Sinking A Mine Shaft Into Data
Procedure Reveals Hidden Patterns
December 26, 2003
By ROBERT A. FRAHM, Courant Staff Writer
NEW BRITAIN -- As businesses, government, universities and others churn out a relentless and growing flood of information, you never know what gem might be hidden in the data.
A promising sales plan, perhaps? A winning NBA game strategy? A terrorist plot?
Whatever it is, Daniel T. Larose can help you find it.
Larose, a statistics professor at Central Connecticut State University, is training a new generation of specialists to tap into vast amounts of data using high-powered computers and a promising technique known as data mining.
Larose's popular Internet-based program - the world's only online master's degree program in data mining, according to Central - attracts students from all over the United States and several foreign countries. Larose introduces them to statistical models that can extract information from databases too massive for conventional analysis.
Data mining - the use of technology to recognize obscure or hidden patterns in giant masses of data - has been in the news lately, mostly as a tool to track terrorists.

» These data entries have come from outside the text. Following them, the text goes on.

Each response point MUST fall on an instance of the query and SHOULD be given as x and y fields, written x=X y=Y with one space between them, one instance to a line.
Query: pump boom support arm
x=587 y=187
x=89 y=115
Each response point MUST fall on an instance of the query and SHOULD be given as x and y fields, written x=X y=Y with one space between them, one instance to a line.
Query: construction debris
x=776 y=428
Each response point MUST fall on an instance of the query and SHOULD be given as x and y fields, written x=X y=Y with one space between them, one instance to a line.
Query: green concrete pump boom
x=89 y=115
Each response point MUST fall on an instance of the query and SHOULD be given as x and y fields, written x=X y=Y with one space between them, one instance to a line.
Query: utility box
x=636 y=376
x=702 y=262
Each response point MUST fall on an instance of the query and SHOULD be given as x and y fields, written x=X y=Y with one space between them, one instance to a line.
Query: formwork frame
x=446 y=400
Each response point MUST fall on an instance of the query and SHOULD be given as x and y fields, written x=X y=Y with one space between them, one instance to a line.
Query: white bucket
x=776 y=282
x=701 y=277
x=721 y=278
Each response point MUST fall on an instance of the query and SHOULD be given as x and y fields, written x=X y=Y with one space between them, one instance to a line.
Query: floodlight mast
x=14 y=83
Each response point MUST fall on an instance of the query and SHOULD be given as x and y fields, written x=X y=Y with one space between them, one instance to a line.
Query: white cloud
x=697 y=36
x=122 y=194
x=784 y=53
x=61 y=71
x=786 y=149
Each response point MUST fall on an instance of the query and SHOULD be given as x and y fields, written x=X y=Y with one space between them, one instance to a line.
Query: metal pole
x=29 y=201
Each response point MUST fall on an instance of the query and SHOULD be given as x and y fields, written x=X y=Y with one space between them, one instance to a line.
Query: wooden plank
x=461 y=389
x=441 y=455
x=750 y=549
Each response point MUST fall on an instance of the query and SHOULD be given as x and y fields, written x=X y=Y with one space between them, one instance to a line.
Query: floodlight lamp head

But Larose says the technique could benefit everyone from booksellers studying readers' buying habits to pharmaceutical companies looking for a cure for cancer.
"It's going to be everywhere," said Larose.
"We are ... inundated with data in most fields," he writes in a draft of a book about data mining. "The problem is that there are not enough trained human analysts available who are skilled at translating all of this data into knowledge."
The field has intrigued scientists and statisticians trying to make sense of the information explosion fueled by the Internet and increasingly powerful technology over the past decade.
"Scientific satellites send terabytes of data every day. Some send terabytes of data every minute," said Gregory Piatetsky-Shapiro, editor of KDnuggets.com and KDnuggets News, a Boston-based website and newsletter about data mining. A terabyte, he says, is roughly equivalent to the data in a million Yellow Book phone directories.
"There is all this information - how to make sense of it?" he said.
At Central, Larose began teaching the online courses two years ago, the same year that Technology Review, a magazine affiliated with the Massachusetts Institute of Technology, listed data mining as one of 10 new technologies that will change the world. The emerging field gained new attention after the Sept. 11 attacks because of its potential for spotting new terrorist plots.
Using data mining software, investigators, for example, could sort through debit and credit card records, flight school rosters, airline ticket bookings, immigration records and personal data such as age and ethnicity to spot obscure patterns leading to potential terrorists or suspicious activities.
Critics fear that such powerful snooping could lead to abuses and violations of privacy rights. Earlier this year, Congress canceled a Pentagon anti-terror project called Total Information Awareness out of concerns that the data mining project might be used to spy on ordinary citizens.
"It's not that data mining is in itself bad," Larose says, "but it can be put to pernicious uses, just like any other tool."
A more benign use of data mining, Larose says, is in professional sports.
At every NBA game, for example, statisticians track shots, rebounds, misses, assists and fouls, noting such things as the location of players on the floor, player substitutions and the time clock.
"Basketball definitely lends itself to data mining because there is so much data," said Jay Wessel, senior director of technology for the Boston Celtics.
The Celtics use software to analyze trends from statistics gathered at thousands of NBA games to develop game strategies, such as how to defend a specific player or what combination of players to use against a particular lineup by an opponent, he said.
"Some of the same code developed for banking we use to look for data," he said.
In Larose's online classes, you can learn about "neural networks" and "classification and regression trees" - some of the techniques used to analyze huge sets of data.
At $425 per credit, data mining courses are Central's most expensive online classes, but they remain popular.
In the past two years, about 250 students from 20 states and nine foreign countries have taken some of the classes. About 50 are in the full master's degree program. Many already have master's or doctoral degrees. The roster suggests a wide range of interests.
"They're in banking, in pharmaceuticals, in insurance," Larose said. Some are independent consultants, some in medical jobs, others in the military, he said.
One of Larose's students, Rafiqul Islam, works for a biotechnology company. "The best use of data mining, I think, will come in the field of biological science," said Islam, of West Haven. "Previously, a scientist would examine one gene, one protein, one drug at a time. Now we have tools that can analyze thousands of drugs in one experiment."
Bruce Kolodziej of Middletown, N.J., works as an analyst for AT&T and is taking his third data mining course in Central's online program.
"Between natural science, banking, insurance, pharmaceuticals, telecommunications - the question is not, `Where can [data mining] be applied?'" he said. "Where can't it?"